Wound balls typically have either a solid rubber or liquid center core around which many yards of a tensioned elastomeric material are wound and are covered with a durable cover material such as ionomer or polyurethane. Wound balls are generally softer and provide more spin than do solid golf balls. This enables a skilled golfer to have better control over ball flight. Particularly, with approach shots into the green, the high spin rate of soft, wound balls enables the golfer to stop the ball very near its landing position.
The design and technology of golf balls has advanced to the point that the United States Golf Association has instituted a rule prohibiting the use of any golf ball, in a USGA sanctioned event, that can achieve an initial velocity of greater than 255 ft/s when struck by an implement having a velocity of 143 ft/s (referred to hereinafter as “the USGA test”).
Manufacturers place a great deal of emphasis on producing golf balls that consistently achieve the highest possible velocity in the USGA test without exceeding the limit, which are available with a range of different properties and characteristics, such as velocity, spin, and compression. Thus, a variety of different balls are available to meet the needs and desires of a wide range of golfers.
Regardless of the construction of the ball, players generally seek a golf ball that delivers maximum distance, which requires a high initial velocity upon impact. Therefore, in an effort to meet the demands of the marketplace, manufacturers strive to produce golf balls with high initial velocities.
As a result, golf ball manufacturers are continually searching for new ways in which to provide golf balls that deliver the maximum performance for golfers at all skill levels, and seek to discover compositions that provide the performance of a high compression ball with lower compression.
The physical characteristics of a golf ball are determined by the combined properties of the core, any intermediate layers, and the cover. These, in turn, are determined by the chemical compositions of each. The composition of some balls will provide for increased distance. Other compositions provide for improved spin. Manufacturers are constantly looking to develop the ideal materials. Thermoplastic polyurethane ureas for example, have been examined for their innate ability to provide material having very high tensile strengths, which is a very desired property in the make-up of a golf ball.

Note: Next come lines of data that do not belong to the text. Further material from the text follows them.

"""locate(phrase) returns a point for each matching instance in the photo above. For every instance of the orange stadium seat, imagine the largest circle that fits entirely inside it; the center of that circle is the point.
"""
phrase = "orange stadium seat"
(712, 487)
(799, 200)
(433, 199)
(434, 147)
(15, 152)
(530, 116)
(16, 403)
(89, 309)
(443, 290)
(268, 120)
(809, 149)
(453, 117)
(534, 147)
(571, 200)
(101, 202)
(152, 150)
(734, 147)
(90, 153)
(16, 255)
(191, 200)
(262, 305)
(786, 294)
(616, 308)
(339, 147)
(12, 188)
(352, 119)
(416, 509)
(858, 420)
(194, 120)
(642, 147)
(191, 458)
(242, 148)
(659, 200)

Polycarbonate-urethane elastomers (PCUE) are thermoplastic in nature. That is, they can be processed by methods that involve melting or dissolving the polymer to “re-shape it.” The molecular structure of PCUEs generally consists of alternating high-melting “hard” urethane segments and liquid-like “soft” segments. Hard segments are almost always the reaction product of an aromatic or aliphatic diisocyanate and a low molecular weight, chain-extending dialcohol or diol. Soft segments are usually synthesized from (polyether or polycarbonate) polyols with terminal hydroxyl (—OH) groups. The hydroxyl creates a urethane group, while the reaction between isocyanates and existing urethane groups will form allophanate groups that can produce minor amounts of covalent cross-linking. When a PCUE is heated, the hydrogen-bonded hard segments and any allophanate cross-links, both of which hold the polymer together at its use temperature, dissociate to allow the polymer to melt and flow. Dissolution in a polar solvent can also disrupt the hydrogen bonds that hold together the hard segments on adjacent chains. Once these virtual cross-links are broken, the polymer can be fabricated into golf balls. Upon cooling or solvent evaporation, the hard segments de-mix from the soft segments to re-associate by hydrogen bonding. This restores the original mechanical properties of the PCUE.
While conventional polyether and polycarbonate TPUs have high elongation and tensile strength, they also exhibit fairly high moduli. Therefore, there exists a need for a golf ball comprising a thermoplastic polycarbonate elastomer having improved golf ball performance. Therefore, by varying the hard segment of a PCUE during synthesis, a whole family of polymers of related chemistry can be produced having a wide range of hardness, modulus, tensile-strength properties and elongation.